The objectives are:(1) to increase the proportion of patients achieving a complete cytogenetic response in patients with Ph-positive early chronic phase CML using initial Gleevec therapy, and adding IFN-a + ara-C if the response to Gleevec is not satisfactory;(2) secondary end-points: to evaluate the duration of cytogenetic response, the duration of hematologic control, and survival;(3)to analyze differences in response rates and in prognosis within different risk groups and patient characteristics.

Ages Eligible for Study:  15 Years and above,  Genders Eligible for Study:  Both

Criteria

INCLUSION:

• Patients age 15 years or older with a diagnosis of Ph-positive or Bcr-positive CML in early chronic phase CML (diagnosis < 12 months). Except for hydroxyurea, patients must have received no or minimal prior therapy, defined as less than 1 month of prior IFN-a or ara-C.
• ECOG performance of 0-2.
• Serum bilirubin less than 2mg%, serum creatinine less than 2mg%.

EXCLUSION:

• NYHA Class 3-4 heart disease
• Psychiatric disability (psychosis)
• Pregnant or lactating females
• Women of pregnancy potential must practice contraception.
• Patients must sign an informed consent indicating they are aware of the investigational nature of this study, in keeping with the policies of the hospital.
• Patients in late chronic phase, accelerated phase or blastic phase are excluded.
• The definitions of CML phases are as follows:

a. Early chronic phase: time from diagnosis to therapy < 12 months Late chronic phase: time from diagnosis to therapy > 12 months

b. Blastic phase: presence of 30% blasts or more in the peripheral blood or bone marrow.

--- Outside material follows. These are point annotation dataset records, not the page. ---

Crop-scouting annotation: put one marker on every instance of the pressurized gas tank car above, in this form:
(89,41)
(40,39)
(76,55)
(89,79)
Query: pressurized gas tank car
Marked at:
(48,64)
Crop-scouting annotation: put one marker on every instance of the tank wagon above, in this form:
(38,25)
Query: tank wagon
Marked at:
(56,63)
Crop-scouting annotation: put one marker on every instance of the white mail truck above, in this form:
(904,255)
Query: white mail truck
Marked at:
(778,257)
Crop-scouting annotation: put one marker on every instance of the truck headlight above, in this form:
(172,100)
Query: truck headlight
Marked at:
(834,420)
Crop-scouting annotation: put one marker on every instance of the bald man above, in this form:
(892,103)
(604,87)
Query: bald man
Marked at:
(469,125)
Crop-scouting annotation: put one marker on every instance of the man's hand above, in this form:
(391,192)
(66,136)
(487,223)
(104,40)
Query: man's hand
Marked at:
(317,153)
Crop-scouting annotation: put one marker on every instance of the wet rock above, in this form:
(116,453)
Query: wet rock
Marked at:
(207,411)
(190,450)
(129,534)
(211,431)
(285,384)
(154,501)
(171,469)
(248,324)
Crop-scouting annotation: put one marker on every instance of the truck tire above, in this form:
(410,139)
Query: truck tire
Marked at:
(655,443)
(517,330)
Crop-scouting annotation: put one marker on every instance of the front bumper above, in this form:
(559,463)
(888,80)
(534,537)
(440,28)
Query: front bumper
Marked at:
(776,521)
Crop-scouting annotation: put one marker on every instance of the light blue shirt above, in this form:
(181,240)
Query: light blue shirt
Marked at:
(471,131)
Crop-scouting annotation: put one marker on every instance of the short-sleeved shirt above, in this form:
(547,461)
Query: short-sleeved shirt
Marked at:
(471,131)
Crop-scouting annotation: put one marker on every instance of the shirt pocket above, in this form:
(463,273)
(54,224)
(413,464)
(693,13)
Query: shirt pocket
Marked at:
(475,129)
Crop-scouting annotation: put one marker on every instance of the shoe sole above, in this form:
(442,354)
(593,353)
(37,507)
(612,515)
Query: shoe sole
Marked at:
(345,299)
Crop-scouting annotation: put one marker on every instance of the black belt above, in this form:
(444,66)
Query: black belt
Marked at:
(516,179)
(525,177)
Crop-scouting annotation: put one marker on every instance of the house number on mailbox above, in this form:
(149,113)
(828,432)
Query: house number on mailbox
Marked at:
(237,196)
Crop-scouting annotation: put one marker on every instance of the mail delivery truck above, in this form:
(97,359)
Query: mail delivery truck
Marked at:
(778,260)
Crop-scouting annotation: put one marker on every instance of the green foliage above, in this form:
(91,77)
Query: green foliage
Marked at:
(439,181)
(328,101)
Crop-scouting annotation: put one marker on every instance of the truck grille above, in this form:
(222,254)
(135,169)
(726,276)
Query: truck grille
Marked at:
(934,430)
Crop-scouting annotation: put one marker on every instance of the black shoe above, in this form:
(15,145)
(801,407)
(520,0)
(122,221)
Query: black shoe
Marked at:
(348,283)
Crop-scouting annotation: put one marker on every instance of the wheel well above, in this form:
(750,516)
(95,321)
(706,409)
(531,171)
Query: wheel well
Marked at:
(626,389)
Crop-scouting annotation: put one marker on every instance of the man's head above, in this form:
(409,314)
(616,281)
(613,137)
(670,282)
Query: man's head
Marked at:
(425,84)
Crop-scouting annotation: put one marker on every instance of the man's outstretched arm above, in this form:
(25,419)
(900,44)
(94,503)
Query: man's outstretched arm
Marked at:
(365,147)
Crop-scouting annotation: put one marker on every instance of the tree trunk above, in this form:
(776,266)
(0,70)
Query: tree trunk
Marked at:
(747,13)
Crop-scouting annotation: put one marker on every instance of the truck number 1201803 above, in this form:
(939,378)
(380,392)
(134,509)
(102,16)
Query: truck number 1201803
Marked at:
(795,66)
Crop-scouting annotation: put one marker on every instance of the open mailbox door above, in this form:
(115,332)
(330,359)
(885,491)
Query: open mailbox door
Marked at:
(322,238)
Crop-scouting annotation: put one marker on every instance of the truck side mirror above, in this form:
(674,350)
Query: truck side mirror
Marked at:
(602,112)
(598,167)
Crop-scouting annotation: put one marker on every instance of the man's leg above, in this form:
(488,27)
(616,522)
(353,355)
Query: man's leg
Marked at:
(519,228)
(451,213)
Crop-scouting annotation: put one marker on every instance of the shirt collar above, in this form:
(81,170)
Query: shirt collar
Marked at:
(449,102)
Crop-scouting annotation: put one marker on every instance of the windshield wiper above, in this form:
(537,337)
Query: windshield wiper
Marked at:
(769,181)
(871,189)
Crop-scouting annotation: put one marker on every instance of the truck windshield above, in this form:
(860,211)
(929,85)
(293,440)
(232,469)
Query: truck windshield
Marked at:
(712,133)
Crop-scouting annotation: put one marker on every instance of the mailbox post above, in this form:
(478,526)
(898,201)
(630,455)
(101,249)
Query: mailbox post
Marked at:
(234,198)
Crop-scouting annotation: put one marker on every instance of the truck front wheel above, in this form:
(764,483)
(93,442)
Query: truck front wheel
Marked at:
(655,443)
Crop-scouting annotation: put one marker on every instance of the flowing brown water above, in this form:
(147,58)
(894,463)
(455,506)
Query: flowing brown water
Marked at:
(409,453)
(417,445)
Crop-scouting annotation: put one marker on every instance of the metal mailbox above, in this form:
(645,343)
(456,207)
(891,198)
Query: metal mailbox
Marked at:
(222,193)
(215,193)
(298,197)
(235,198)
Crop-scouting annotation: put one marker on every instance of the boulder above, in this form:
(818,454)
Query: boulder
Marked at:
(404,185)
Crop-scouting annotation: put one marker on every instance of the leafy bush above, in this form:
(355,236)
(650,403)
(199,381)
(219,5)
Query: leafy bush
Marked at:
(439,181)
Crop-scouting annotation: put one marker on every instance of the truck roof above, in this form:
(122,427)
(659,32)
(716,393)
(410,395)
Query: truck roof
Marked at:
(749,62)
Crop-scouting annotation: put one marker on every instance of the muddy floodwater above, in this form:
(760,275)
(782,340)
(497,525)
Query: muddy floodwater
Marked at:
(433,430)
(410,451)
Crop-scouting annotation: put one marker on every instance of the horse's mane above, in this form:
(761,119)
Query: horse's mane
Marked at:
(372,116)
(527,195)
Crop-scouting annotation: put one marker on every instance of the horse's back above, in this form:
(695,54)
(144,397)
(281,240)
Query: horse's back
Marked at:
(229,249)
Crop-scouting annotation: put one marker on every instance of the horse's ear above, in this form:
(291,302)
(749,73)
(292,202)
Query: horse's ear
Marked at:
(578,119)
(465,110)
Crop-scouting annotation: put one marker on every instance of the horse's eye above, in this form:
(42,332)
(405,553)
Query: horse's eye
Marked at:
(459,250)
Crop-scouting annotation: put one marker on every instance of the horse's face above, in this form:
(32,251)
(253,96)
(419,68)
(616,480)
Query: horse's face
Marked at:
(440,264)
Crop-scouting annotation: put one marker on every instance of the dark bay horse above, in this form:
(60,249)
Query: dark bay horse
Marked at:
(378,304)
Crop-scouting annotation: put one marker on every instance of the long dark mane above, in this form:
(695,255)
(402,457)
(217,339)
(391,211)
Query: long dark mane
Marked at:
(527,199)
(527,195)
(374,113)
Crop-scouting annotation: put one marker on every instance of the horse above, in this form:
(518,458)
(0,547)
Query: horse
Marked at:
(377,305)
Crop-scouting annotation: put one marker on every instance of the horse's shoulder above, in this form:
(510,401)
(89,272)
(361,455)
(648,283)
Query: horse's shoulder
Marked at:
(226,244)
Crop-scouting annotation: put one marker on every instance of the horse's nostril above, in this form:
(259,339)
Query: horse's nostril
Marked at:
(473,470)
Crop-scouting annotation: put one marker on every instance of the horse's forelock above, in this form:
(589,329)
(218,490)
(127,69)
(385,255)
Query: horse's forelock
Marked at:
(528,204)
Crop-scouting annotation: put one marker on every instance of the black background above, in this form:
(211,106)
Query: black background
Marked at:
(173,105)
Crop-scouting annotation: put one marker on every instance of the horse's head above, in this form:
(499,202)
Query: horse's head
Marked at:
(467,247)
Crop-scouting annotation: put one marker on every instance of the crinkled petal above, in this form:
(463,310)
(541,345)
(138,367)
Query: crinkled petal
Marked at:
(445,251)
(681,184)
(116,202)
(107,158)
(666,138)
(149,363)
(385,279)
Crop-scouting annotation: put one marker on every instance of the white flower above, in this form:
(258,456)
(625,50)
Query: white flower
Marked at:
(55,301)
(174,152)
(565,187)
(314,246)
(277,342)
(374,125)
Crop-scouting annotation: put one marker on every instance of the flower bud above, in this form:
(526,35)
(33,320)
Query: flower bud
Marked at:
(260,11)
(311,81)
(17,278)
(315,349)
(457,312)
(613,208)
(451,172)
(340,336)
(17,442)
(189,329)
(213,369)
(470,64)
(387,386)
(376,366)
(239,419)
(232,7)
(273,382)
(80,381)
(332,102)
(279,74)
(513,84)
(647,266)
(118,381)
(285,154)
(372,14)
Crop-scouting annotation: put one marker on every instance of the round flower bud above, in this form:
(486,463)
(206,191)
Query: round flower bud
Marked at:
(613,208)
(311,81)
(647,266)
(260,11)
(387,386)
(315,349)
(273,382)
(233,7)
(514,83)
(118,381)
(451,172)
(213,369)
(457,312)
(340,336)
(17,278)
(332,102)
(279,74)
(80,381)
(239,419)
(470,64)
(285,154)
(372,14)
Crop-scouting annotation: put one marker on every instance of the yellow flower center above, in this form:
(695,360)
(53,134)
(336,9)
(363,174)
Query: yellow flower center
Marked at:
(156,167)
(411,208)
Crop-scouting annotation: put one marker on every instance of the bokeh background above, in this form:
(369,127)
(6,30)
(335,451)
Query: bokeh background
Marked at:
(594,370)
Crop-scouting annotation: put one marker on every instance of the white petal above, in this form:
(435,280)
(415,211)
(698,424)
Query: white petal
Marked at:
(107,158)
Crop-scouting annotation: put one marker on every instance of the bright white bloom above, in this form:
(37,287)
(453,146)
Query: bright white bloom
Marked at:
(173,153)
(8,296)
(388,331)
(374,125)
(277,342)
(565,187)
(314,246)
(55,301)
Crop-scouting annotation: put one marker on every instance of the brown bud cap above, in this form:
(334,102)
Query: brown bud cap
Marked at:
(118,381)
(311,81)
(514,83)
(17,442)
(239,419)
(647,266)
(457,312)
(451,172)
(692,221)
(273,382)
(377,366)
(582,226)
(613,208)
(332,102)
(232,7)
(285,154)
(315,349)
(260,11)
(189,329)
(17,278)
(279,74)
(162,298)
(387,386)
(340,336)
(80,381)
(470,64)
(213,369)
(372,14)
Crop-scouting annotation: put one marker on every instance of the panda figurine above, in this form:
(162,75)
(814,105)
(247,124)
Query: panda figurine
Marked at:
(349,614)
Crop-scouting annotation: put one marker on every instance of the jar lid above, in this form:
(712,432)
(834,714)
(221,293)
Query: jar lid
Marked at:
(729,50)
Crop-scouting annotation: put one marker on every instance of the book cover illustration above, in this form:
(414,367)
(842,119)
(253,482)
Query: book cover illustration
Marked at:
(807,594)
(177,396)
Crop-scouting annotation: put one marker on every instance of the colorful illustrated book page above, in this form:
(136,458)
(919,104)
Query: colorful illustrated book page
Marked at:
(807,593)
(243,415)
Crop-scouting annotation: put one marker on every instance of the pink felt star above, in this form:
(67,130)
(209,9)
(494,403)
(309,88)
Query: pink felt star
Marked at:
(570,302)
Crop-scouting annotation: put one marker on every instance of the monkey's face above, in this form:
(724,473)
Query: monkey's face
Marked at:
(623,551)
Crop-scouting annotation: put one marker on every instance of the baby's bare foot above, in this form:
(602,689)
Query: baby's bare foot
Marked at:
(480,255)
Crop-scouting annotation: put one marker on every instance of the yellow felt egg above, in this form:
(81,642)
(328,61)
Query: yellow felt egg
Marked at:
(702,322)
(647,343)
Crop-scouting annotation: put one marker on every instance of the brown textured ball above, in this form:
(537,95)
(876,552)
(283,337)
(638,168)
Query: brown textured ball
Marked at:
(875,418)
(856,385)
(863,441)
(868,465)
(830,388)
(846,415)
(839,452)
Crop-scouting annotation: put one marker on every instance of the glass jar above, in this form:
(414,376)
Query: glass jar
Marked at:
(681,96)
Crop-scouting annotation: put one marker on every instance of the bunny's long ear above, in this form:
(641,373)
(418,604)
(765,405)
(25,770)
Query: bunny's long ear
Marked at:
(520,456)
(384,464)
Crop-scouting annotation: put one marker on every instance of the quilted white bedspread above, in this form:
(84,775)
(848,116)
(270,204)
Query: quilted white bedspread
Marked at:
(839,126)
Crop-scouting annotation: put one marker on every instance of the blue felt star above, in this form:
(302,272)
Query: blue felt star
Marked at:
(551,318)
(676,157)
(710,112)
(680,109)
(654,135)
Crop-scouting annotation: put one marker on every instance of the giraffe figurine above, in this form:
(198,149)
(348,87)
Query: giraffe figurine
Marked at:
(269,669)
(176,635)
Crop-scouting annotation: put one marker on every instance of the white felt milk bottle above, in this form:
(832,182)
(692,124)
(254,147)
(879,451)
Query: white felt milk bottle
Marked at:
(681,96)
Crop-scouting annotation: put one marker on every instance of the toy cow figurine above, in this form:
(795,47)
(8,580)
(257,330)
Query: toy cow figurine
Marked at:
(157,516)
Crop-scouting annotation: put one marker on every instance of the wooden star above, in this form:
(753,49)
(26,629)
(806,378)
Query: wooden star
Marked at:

c. Accelerated phase CML: presence of any of the following features:

* Peripheral or marrow blasts 15% or more * Peripheral or marrow basophils 20% or more * Thrombocytopenia < 100 x 109/L unrelated to therapy * Documented extramedullary blastic disease outside liver or spleen due to past causes

d. Clonal evolution defined as the presence of additional chromosomal abnormalities other than the Ph chromosome is part of accelerated phase CML. Ph chromosome variants or complex Ph chromosome translocations are not considered to indicate disease acceleration. We have recently found clonal evolution to have a variable prognostic impact and may be suppressed with IFN-a therapy. Hence these patients will be eligible if no other accelerated phase signs are present, and analyzed separately.

• Inclusion of women and minorities: As per NIH policy, women and members of minorities will be included in this protocol as they are referred in the CML population. Their distribution is similar to the general referral profiles for CML: about 50% of CML patients are females and 25% to 30% are members of minorities. There are no exclusions of women or minorities based on the study objectives.